The id.server flags "469m3", which admittedly is not the same, but suspiciously similar. Tasmania being an island, it’s impossible to get similar latencies for any other location (13 ms between Hobart and Melbourne, the closest next hop), so I’m reasonably confident that I was always getting a Hobart server when the issue was present.

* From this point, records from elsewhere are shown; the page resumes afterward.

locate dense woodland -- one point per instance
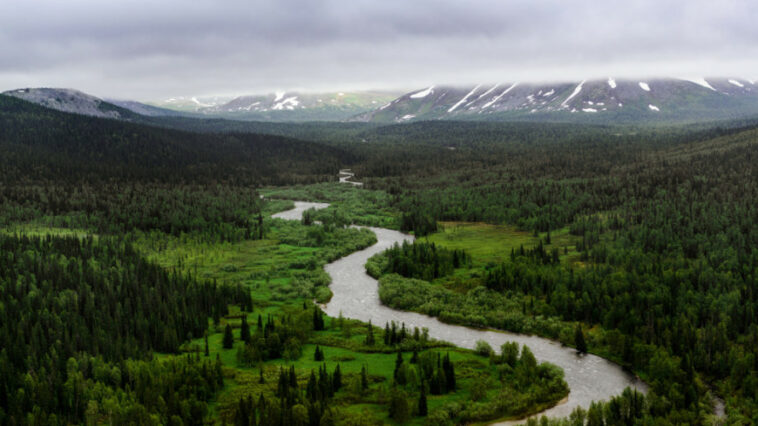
(666, 239)
(662, 274)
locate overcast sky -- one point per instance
(148, 50)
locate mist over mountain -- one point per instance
(603, 101)
(585, 101)
(284, 106)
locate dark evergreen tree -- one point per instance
(228, 341)
(422, 408)
(244, 330)
(579, 341)
(369, 335)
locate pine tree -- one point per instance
(228, 337)
(422, 408)
(337, 378)
(318, 319)
(364, 378)
(293, 377)
(311, 389)
(449, 371)
(398, 363)
(581, 345)
(318, 354)
(370, 335)
(245, 330)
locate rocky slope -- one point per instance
(285, 106)
(70, 100)
(594, 101)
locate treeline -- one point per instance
(421, 260)
(668, 235)
(73, 310)
(39, 144)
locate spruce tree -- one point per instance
(245, 330)
(449, 371)
(581, 345)
(228, 342)
(364, 378)
(370, 335)
(398, 363)
(337, 378)
(318, 354)
(422, 408)
(293, 377)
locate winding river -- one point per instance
(589, 377)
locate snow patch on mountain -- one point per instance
(576, 92)
(497, 98)
(289, 103)
(465, 98)
(701, 82)
(423, 93)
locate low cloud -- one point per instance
(149, 50)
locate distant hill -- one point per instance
(148, 110)
(39, 143)
(70, 100)
(284, 106)
(597, 101)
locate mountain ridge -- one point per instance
(611, 99)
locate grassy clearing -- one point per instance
(349, 204)
(284, 272)
(493, 243)
(39, 230)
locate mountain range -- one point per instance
(284, 106)
(603, 101)
(586, 101)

dig +nsid CH TXT id.server @1.1.1.1                                   

; <<>> DiG 9.10.6 <<>> +nsid CH TXT id.server @1.1.1.1
;; global options: +cmd
;; Got answer:
;; ->>HEADER<<- opcode: QUERY, status: NOERROR, id: 52851
;; flags: qr rd ra; QUERY: 1, ANSWER: 1, AUTHORITY: 0, ADDITIONAL: 1

;; OPT PSEUDOSECTION:
; EDNS: version: 0, flags:; udp: 1232
; NSID: 34 36 39 6d 33 ("469m3")
;; QUESTION SECTION:
;id.server.			CH	TXT

;; ANSWER SECTION:
id.server.		0	CH	TXT	"HBA"

;; Query time: 57 msec
;; SERVER: 1.1.1.1#53(1.1.1.1)
;; WHEN: Sat Oct 21 19:41:39 AEDT 2023
;; MSG SIZE  rcvd: 63

This topic was automatically closed 15 days after the last reply. New replies are no longer allowed.